Worker Cooperatives in America
Jackall, Robert; Levin, Henry M. (ed.)Publisher: University of California Press, USA
Year Published: 1984
Pages: 312pp ISBN: 0-520-05741-4
Library of Congress Number: HD3134.W67 Dewey: 334'.6'0973
Resource Type: Book
Cx Number: CX6646
A historical background of worker cooperatives as well as a contemporary discussion of small and large co-ops.
Abstract: Worker Cooperatives in America is a collection of articles written by various authors discussing labour organizations in the United States. Broken down into seven sections, the collection provides a historical background of worker cooperatives as well as a contemporary discussion of small and large co-ops operating in the mid 1980s.
Worker cooperatives are "productive firms that are democratically owned and managed by their workers. In an age of unparalleled bureaucratization where employees rarely participate in the ownership or control of organizations that shape their working lives, worker cooperatives are a vital form of workplace democracy."

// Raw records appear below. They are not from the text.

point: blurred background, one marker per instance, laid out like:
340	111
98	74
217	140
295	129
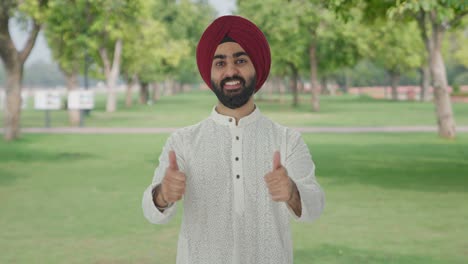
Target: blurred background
91	89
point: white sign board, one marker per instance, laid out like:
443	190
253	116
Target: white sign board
47	100
80	100
24	100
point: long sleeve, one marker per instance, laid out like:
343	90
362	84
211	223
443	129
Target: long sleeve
301	169
149	209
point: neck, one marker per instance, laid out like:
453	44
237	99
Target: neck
237	113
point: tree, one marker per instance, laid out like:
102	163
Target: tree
66	31
396	47
33	12
434	18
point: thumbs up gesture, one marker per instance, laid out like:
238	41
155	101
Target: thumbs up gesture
278	182
173	184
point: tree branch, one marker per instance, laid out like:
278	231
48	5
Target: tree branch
458	17
24	53
105	61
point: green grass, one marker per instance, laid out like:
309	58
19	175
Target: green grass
390	198
189	108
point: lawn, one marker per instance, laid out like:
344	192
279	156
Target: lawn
390	198
189	108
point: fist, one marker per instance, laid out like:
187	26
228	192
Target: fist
173	184
278	182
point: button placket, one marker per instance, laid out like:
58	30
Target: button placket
238	176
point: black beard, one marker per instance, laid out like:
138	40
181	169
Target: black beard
236	100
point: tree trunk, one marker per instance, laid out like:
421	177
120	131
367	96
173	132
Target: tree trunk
156	91
425	82
12	111
13	61
72	84
144	93
425	71
112	74
313	78
294	77
443	105
394	81
129	93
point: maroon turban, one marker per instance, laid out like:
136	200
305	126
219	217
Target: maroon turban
246	34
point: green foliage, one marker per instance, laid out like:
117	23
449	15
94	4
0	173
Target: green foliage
396	46
166	32
391	198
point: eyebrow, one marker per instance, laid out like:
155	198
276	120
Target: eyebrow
235	55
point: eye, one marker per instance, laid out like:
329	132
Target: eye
241	61
219	63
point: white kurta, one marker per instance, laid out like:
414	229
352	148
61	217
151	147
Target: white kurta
229	216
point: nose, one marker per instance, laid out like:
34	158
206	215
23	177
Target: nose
231	70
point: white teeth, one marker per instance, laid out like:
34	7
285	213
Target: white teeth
232	82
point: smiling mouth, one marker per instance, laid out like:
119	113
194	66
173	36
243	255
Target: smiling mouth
232	85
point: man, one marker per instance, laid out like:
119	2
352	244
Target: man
241	175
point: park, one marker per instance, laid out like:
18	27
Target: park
393	168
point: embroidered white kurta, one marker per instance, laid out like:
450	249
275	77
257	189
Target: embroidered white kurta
229	216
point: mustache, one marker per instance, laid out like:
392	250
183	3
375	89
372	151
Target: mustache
233	78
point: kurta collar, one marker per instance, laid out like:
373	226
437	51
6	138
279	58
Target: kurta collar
231	121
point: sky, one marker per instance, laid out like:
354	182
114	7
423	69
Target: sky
41	51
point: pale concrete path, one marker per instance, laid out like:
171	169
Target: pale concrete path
162	130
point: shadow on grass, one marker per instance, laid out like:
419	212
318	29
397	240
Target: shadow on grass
333	254
421	167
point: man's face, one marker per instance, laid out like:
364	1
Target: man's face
232	75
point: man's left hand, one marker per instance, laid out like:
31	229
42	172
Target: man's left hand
278	182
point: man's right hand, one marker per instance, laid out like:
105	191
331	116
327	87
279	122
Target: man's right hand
173	185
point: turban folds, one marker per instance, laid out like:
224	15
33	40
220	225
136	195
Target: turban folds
246	34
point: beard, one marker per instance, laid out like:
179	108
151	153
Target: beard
237	98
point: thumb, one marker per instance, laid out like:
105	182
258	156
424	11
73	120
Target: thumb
276	160
173	161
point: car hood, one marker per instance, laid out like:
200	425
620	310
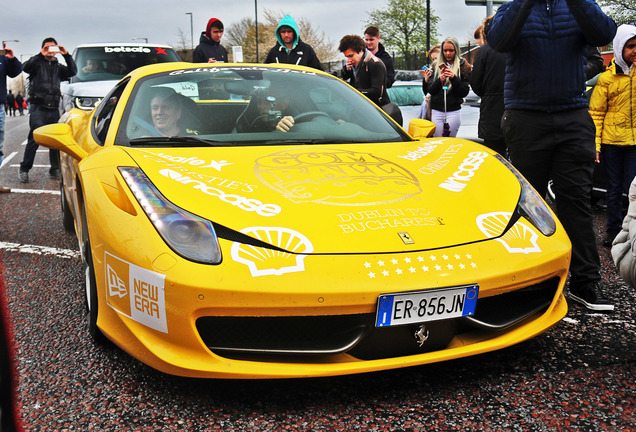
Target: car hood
363	198
89	88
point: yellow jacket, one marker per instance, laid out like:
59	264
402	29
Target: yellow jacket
613	107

Economic uncertainties of the 1970s and the growing competition from European and Asian markets left the American economy in serious trouble. Many corporations turned away from American workers looking towards the Third World to produce and manufacture goods through non-unionized, cheaper labour.
Worker Cooperative in America discusses the beneficial aspects of funding co-op programs that have the potential to help eliminate and resolve some of Americas' economic problems. "The conventional capitalist workplace of today makes the worker only an extension of its system of production, subordinate both to the organization of work and to the technology used in production." Workers survive and succeed in such a system by tailoring their skills, and indeed themselves, to the external requirements of the system." By contrast, worker cooperatives place workers at the center of the decision making process incorporating their ideas and talents.
Looking at the challenges, dilemmas and obstacles hindering the growth of worker cooperatives as well as providing a section discussing ways to overcome these obstacles, the collection demonstrates how co-ops have the power to build stronger workplaces, improving the lives of the workers and the value of the companies they work with. The authors provide perspectives on how to run successful co-ops and address the issues hindering cooperative growth. The book aims to present a study in which individuals can learn how to overcome the internal and external barriers preventing cooperative success.